Channel | Auto Industry News

GM Gets Deadline Flurry of Compensation Claims

The Jan. 31 deadline for claims to General Motors’ victim compensation fund spurred a flurry of 1,100 new filings, reported The Detroit Bureau.

The rush brought the total number of filings to 4,180, including 455 death benefits: an increase from 338 the week prior. Claims for the most severe injuries rose to 278, up from 224 a week earlier, and filings for less severe injuries jumped to 3,447 from 2,508 a week earlier.

The fund is administered by Kenneth Feinberg, an attorney whose firm oversaw similar funds related to the BP oil spill and other issues, who said in a radio interview yesterday that he expects the total number of filings to rise a bit more because any claims post marked for Jan. 31 will be accepted.

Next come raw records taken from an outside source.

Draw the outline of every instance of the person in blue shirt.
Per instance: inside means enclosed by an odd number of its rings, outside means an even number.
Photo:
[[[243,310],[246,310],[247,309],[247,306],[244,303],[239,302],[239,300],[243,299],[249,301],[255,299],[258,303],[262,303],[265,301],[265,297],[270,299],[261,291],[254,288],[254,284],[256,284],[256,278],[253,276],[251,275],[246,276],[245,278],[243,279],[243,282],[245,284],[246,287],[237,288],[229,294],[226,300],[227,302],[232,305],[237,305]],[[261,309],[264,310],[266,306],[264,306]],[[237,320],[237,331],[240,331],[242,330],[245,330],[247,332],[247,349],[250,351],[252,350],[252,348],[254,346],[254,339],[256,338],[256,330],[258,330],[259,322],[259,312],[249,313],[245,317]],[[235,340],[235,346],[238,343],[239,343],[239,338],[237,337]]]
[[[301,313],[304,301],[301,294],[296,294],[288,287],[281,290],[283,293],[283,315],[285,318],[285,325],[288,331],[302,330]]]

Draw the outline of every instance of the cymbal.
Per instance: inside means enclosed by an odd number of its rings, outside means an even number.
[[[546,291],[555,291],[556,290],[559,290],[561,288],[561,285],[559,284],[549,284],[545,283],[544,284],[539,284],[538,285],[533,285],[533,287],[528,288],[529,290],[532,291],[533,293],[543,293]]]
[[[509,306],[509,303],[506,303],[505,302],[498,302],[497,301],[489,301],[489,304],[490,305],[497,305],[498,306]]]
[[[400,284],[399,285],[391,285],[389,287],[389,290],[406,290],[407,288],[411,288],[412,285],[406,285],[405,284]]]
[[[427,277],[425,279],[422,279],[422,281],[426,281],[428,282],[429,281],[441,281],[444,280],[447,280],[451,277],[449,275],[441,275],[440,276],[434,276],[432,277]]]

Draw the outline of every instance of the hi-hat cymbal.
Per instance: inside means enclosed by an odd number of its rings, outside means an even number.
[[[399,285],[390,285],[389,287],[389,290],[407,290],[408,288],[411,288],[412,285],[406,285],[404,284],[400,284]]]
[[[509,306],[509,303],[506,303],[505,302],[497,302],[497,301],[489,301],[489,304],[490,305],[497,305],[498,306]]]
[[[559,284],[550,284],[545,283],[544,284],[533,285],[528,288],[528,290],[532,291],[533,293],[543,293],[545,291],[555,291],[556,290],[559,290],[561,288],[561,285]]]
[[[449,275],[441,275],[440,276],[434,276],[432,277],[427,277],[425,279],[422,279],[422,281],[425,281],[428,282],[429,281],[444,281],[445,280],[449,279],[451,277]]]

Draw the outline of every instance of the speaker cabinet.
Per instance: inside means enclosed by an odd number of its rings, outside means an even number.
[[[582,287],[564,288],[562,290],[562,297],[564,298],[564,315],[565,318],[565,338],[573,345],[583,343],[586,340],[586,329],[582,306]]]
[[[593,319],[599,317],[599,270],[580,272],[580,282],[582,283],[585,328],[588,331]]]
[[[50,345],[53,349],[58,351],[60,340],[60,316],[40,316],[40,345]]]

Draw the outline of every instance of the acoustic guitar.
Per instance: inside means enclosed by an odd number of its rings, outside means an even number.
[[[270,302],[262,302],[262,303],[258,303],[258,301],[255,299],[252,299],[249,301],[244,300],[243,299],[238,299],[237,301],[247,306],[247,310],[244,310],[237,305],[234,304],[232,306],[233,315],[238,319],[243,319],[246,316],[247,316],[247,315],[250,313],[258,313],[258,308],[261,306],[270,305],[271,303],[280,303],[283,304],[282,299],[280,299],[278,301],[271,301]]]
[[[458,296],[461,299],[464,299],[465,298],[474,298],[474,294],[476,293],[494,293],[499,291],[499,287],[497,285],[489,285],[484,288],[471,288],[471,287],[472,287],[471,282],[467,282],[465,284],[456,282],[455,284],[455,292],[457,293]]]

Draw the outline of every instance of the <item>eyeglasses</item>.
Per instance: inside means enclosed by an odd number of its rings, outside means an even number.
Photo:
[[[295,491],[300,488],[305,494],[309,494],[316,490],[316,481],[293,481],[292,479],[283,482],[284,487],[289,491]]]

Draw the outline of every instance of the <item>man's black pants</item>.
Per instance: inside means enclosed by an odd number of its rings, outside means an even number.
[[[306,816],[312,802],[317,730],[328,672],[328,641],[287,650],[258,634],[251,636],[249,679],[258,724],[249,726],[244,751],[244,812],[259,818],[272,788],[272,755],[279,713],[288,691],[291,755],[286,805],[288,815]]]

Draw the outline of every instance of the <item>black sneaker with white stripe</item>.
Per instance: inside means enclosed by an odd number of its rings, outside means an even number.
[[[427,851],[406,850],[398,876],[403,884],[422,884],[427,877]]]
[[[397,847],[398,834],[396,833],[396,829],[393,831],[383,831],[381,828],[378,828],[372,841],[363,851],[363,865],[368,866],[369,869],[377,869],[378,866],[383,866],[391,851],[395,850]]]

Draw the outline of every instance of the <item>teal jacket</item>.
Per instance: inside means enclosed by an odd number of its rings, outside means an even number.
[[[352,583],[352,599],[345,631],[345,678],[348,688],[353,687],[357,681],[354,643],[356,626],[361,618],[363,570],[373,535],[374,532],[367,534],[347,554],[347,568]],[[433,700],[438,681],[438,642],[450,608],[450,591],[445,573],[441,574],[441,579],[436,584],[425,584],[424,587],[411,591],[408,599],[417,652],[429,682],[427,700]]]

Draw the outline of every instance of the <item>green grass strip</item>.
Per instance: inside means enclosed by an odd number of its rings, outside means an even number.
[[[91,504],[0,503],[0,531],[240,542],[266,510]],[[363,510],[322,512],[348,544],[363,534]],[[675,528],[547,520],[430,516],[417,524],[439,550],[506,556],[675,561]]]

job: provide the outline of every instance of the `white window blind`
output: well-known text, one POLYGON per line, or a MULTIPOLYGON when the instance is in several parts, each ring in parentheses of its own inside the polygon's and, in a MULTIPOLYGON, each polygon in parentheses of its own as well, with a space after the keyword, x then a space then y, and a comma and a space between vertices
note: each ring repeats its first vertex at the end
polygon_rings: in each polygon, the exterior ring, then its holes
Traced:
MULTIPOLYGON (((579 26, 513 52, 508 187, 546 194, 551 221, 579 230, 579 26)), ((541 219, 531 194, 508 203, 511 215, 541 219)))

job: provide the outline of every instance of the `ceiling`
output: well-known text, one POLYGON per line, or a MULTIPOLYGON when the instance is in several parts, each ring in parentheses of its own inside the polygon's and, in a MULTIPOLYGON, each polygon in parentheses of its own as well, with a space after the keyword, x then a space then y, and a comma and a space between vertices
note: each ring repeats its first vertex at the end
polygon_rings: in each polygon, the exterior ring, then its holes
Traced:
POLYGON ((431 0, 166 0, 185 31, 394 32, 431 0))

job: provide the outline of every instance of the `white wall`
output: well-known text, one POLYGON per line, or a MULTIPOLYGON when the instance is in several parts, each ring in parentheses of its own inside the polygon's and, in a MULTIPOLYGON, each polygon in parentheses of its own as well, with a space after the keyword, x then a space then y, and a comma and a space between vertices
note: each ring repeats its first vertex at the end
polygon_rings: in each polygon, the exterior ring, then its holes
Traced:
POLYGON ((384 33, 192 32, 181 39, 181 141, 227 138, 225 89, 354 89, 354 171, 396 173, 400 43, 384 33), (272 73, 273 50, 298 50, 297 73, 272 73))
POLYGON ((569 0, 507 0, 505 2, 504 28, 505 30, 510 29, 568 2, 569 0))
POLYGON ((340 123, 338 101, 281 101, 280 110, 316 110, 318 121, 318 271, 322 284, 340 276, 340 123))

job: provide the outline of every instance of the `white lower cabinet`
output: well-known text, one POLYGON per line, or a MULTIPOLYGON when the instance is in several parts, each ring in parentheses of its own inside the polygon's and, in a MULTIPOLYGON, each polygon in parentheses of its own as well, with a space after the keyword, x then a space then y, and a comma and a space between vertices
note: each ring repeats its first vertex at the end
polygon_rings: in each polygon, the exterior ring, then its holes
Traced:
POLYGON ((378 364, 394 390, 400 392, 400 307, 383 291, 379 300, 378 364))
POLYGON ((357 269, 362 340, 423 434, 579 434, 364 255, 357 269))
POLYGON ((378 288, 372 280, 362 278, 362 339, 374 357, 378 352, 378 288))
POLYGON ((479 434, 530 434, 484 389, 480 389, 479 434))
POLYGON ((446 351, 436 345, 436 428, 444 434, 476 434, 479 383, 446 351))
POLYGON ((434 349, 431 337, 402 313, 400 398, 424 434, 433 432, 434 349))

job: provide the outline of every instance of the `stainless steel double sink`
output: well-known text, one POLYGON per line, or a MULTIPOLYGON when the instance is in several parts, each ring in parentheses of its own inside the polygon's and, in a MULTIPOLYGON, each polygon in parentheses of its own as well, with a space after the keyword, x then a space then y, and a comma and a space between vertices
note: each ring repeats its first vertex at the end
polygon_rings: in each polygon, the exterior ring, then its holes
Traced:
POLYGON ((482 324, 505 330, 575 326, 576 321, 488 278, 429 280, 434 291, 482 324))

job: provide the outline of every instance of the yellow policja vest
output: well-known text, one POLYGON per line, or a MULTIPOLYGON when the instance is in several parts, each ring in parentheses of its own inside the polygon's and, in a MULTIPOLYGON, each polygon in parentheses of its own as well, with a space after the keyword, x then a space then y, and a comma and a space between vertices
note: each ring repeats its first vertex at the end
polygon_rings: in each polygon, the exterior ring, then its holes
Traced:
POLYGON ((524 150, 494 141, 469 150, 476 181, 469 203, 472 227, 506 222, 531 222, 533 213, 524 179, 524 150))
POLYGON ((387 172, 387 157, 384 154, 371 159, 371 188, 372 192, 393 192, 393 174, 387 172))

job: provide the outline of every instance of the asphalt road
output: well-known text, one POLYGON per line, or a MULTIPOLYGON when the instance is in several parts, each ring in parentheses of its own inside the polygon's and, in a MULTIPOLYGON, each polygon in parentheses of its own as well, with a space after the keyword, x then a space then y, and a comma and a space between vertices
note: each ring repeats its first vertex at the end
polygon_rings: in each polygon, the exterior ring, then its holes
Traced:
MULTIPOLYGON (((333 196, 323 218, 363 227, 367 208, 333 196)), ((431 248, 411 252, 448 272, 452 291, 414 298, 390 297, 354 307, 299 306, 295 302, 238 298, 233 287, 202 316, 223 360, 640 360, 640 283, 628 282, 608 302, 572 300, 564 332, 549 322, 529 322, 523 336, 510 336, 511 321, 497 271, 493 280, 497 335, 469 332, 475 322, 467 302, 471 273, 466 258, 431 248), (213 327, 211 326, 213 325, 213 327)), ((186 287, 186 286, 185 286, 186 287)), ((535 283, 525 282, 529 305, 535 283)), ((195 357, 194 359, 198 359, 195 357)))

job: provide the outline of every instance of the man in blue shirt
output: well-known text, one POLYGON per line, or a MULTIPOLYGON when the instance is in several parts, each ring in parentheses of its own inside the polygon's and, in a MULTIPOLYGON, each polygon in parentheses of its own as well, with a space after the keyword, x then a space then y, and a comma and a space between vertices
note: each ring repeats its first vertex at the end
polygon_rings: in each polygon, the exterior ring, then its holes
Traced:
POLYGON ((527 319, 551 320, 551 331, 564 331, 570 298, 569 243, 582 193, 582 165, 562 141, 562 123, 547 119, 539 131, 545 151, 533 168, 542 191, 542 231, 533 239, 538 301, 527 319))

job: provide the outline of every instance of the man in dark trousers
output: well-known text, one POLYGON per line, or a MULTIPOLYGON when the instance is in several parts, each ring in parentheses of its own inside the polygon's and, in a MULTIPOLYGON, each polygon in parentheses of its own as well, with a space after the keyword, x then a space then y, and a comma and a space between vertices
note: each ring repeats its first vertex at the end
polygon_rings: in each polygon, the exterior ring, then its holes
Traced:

Last week, two U.S. Senators – Richard Blumenthal (D-Conn.) and Edward Markey (D-Mass.) – asked GM to extend the deadline because they believed the claimants did not have enough information to make a decision on whether or not to file. The automaker declined. It would have been the second extension of the deadline as Feinberg convinced the company to extend the original Dec. 31 deadline by a month.

Feinberg said he believed the second extension was unnecessary and if someone didn’t know about about the deadline they were “living under a rock.” Georgia attorney Lance Cooper, whose firm submitted 45 claims to the fund, including 20 for deaths, told the Detroit News he felt the number of lawsuits agains the automaker would rise because the of the failure to extend the deadline. Cooper believes potential claimants should have had a year to file.

The lawsuits may come anyway. The U.S. Bankruptcy Court is considering allowing suits to be filed against the automaker, which was formed out of bankruptcy, despite the new company’s liability shield. The company is not using the shield against those who filed claims with the fund.

Thus far, Feinberg and his team have approved death benefits for 51 people, which is up from the initial 13 deaths attributed to the problem. There also have been eight claims for serious injuries approved and 69 for lesser injuries. The amount of the benefit varies upon the circumstances, but each death benefit recipient receives at least $1 million.

The fund, which could pay out as much as $600 million, was established by GM last year for victims and their families who were killed or injured as a result of the company’s faulty ignition switches. The switches could toggle out of the “run” mode in to “accessory” mode cutting off the vehicle’s power steering and brakes as well as shutting off its airbags.

Ultimately, GM recalled nearly 2.6 million of the vehicles – some of which were a decade old – last year and made multiple appearances before Congressional committees and is subject to a variety of lawsuits as well as an investigation by the Justice Department.

A federal bankruptcy court is deciding whether to let claims proceed. General Motors Co., which was formed in a government-sponsored sale of assets from its predecessor’s 2009 bankruptcy reorganization, has said it will not invoke its bankruptcy liability shield in the case of injuries or deaths to avoid paying claims, but is fighting other claims made by owners of vehicles for economic losses.

A hearing is set for Feb. 17 in U.S. Bankruptcy Court in New York on the issue. If GM wins, victims of crashes before the restructuring likely could not sue GM.